Ten engineers, the output of thirty: the honest enterprise agentic playbook

Q: What is agentic AI for software teams?

AI agents that execute units of work end to end (read an issue, plan, write code, run tests, fix in a loop) rather than only suggesting code, moving the bottleneck from writing code to reviewing logic.

Q: What is the Agency Router?

A routing layer that assigns each task to the cheapest tier of model autonomy that can complete it reliably, so you spend the agency each task deserves. The router, not the model, is the product.

Q: How much productivity gain is realistic from AI coding agents?

A blended 1.7 to 2.1 times within six months, not 3x. Boilerplate compresses ~2.8x, refactoring ~2.4x, novel architecture ~1.1x; on familiar code a careless rollout can land below 1.0.

Q: Should AI coding agents run on local, self-hosted, frontier, or managed-cloud models?

All four, with a router choosing per task: local for routine/sensitive, self-hosted for 75-85% of volume, frontier for the hard 15-25%, managed cloud only for compliance. Self-hosted is ~8-15x cheaper all-in at volume.

Q: Build or buy: what agentic platform should an enterprise own?

Buy the models; build the platform. The router, the evaluation harness, and the guardrails are the product. Subscription seats are cheapest to start and most expensive at scale with the least control.

Q: What governance, evals, and guardrails do AI coding agents need before production?

An eval set of 50-100 real tickets run on every model/router change, budget caps and sensitive-repo pins at the gateway, secret redaction, and a human production gate. Without measured evals you govern on vibes.

Q: How do you keep proprietary code and data safe with AI agents?

Enforce the privacy order in the architecture: local, then self-hosted, then private cloud endpoint, then API with a no-train agreement, never proprietary code in a consumer chatbot. Pin sensitive repos and redact at the gateway.

Q: What is agent slop and how do you prevent it?

Plausible-but-wrong code produced at volume. Prevent it with human review that scales with output, tests gating the agent loop, an eval set that catches regressions, and a critic pass before merge.

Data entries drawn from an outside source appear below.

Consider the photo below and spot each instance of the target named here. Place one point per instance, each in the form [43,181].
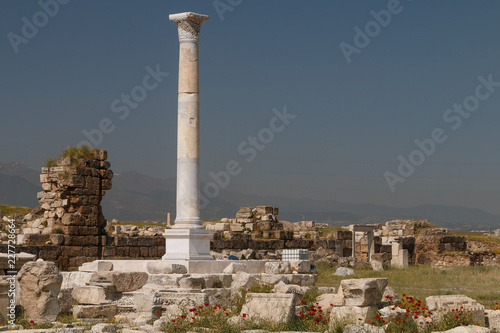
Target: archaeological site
[75,271]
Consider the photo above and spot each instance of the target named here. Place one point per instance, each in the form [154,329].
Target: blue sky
[353,119]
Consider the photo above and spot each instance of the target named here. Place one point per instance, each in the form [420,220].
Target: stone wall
[70,257]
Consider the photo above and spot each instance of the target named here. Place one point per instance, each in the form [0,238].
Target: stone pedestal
[188,239]
[192,244]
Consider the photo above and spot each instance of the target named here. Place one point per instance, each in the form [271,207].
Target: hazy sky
[364,80]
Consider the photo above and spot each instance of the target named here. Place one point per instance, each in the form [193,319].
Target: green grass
[75,153]
[480,283]
[9,210]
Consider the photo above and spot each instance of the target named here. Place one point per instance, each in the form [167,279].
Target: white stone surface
[363,292]
[273,307]
[344,271]
[89,295]
[353,314]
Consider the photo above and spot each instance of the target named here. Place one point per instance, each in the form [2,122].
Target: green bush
[76,154]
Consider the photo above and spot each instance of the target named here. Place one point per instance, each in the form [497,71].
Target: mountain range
[136,197]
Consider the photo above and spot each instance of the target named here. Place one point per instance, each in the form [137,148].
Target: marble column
[188,239]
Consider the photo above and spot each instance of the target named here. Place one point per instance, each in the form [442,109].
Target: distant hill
[139,197]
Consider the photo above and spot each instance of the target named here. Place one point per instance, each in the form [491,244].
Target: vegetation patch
[77,156]
[9,210]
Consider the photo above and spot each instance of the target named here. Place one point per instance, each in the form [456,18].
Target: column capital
[188,25]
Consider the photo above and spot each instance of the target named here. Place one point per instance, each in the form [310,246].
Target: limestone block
[167,280]
[96,266]
[493,319]
[90,295]
[243,280]
[278,267]
[95,311]
[222,227]
[236,227]
[103,328]
[217,295]
[344,271]
[445,303]
[192,283]
[274,278]
[123,281]
[365,328]
[235,267]
[272,307]
[146,302]
[376,265]
[75,279]
[65,300]
[218,280]
[467,329]
[161,267]
[353,314]
[183,299]
[326,301]
[300,266]
[39,284]
[363,292]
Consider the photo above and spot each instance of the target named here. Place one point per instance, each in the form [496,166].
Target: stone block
[353,314]
[123,281]
[161,267]
[243,280]
[90,295]
[95,311]
[278,267]
[183,299]
[192,283]
[235,267]
[376,265]
[365,328]
[300,266]
[236,227]
[96,266]
[363,292]
[103,328]
[344,271]
[272,307]
[493,317]
[167,280]
[445,303]
[39,284]
[325,300]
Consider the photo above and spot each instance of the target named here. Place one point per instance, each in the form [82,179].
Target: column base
[187,244]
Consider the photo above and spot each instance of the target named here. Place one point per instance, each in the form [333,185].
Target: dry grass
[479,283]
[9,210]
[481,237]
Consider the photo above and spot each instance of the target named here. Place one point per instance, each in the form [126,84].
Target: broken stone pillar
[371,246]
[188,239]
[399,255]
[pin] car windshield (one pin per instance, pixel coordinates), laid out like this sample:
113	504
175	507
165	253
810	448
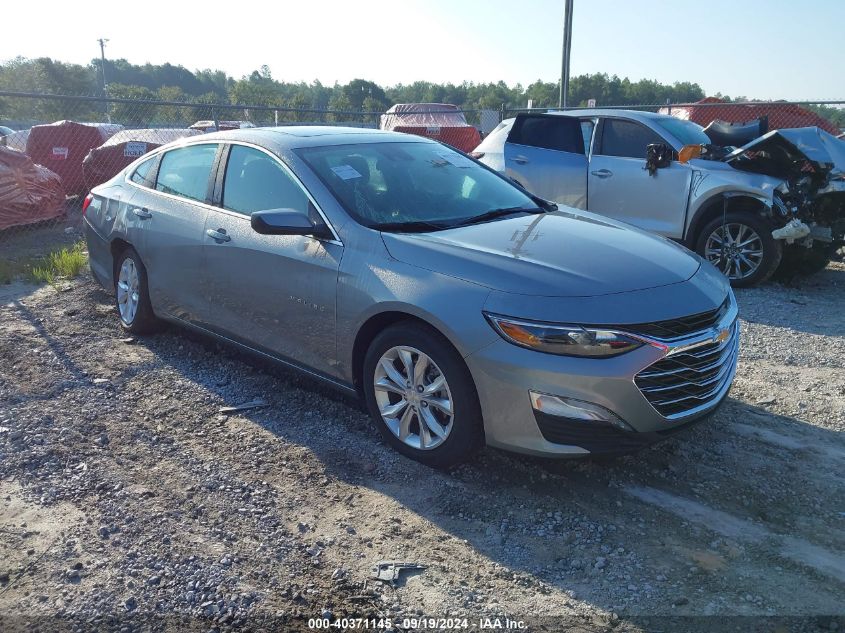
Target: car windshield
687	132
414	185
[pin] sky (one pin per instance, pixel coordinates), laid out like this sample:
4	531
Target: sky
767	49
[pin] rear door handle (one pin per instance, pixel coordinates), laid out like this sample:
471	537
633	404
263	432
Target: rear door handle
218	235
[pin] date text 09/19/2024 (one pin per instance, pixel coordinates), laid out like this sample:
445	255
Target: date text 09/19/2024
417	624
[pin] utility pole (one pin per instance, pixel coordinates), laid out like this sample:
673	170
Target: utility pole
102	42
565	54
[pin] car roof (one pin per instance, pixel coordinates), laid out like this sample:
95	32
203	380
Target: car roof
628	114
636	115
294	137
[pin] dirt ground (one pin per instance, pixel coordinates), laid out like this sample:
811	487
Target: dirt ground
128	501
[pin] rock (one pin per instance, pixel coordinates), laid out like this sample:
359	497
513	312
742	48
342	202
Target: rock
314	550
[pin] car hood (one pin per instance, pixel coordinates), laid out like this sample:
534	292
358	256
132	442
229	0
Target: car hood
783	153
564	254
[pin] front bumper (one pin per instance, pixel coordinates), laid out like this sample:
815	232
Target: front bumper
504	374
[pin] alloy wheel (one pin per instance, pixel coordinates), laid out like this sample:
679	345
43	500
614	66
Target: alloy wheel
128	290
736	249
413	397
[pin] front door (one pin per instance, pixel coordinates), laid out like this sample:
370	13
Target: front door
172	217
620	187
275	293
545	154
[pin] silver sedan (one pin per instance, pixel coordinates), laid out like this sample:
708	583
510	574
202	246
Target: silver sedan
462	309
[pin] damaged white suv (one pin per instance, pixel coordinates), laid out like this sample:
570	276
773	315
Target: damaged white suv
776	203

Q: How should a CIO brief the CEO on cost and ROI?

Frame it as unit cost: a 35-45% lower cost per feature on most work. For 20 developers the tiered platform is ~$50-60k/month all-in versus $150k+ to hire the equivalent engineers, for the delivery of roughly thirty to forty.

Q: What is a realistic six-month rollout for agentic AI in engineering?

Weeks 1-4 pilot one repo and build the eval set; months 2-4 stand up the router and self-host a model; months 5-6 put agents in the pipeline with evals gating every change. At 90 days, if nothing moved, you bought tools, not a multiplier.

In short

Every vendor is selling a 3x engineering team. The number that survives contact with a real codebase is smaller and more useful: roughly 1.7 to 2.1 times blended throughput in six months, which feels like ten people delivering like fifteen to twenty, more on narrow work. You earn it from a router that runs four tiers and spends the agency each task deserves, not from buying model access. This post is the on-ramp. The full field guide, with the numbers and the roadmap, is a free ebook at the bottom.

A vendor will tell you that handing your developers an AI assistant turns ten of them into thirty. A skeptic will tell you it turns them into ten developers who write worse code faster. Both are wrong, and the gap between them is where the actual decision lives.

I have spent twenty-five years watching tools get sold as multipliers. Most were not. This one is, on a specific slice of the work, if you build the system around it. The trouble is that the system, not the model, is the hard part, and the system is the part nobody puts on the invoice.

Where should AI coding agents run? Local, self-hosted, frontier, or managed cloud

The first mistake is asking "which AI do we buy." The right question is "where does each task run." A serious organization runs four tiers at once and routes each request to the cheapest one that can do it well.

Local for the routine, a self-hosted open model for the bulk, a frontier model for the hard part, managed cloud only where compliance demands it. The router chooses per request.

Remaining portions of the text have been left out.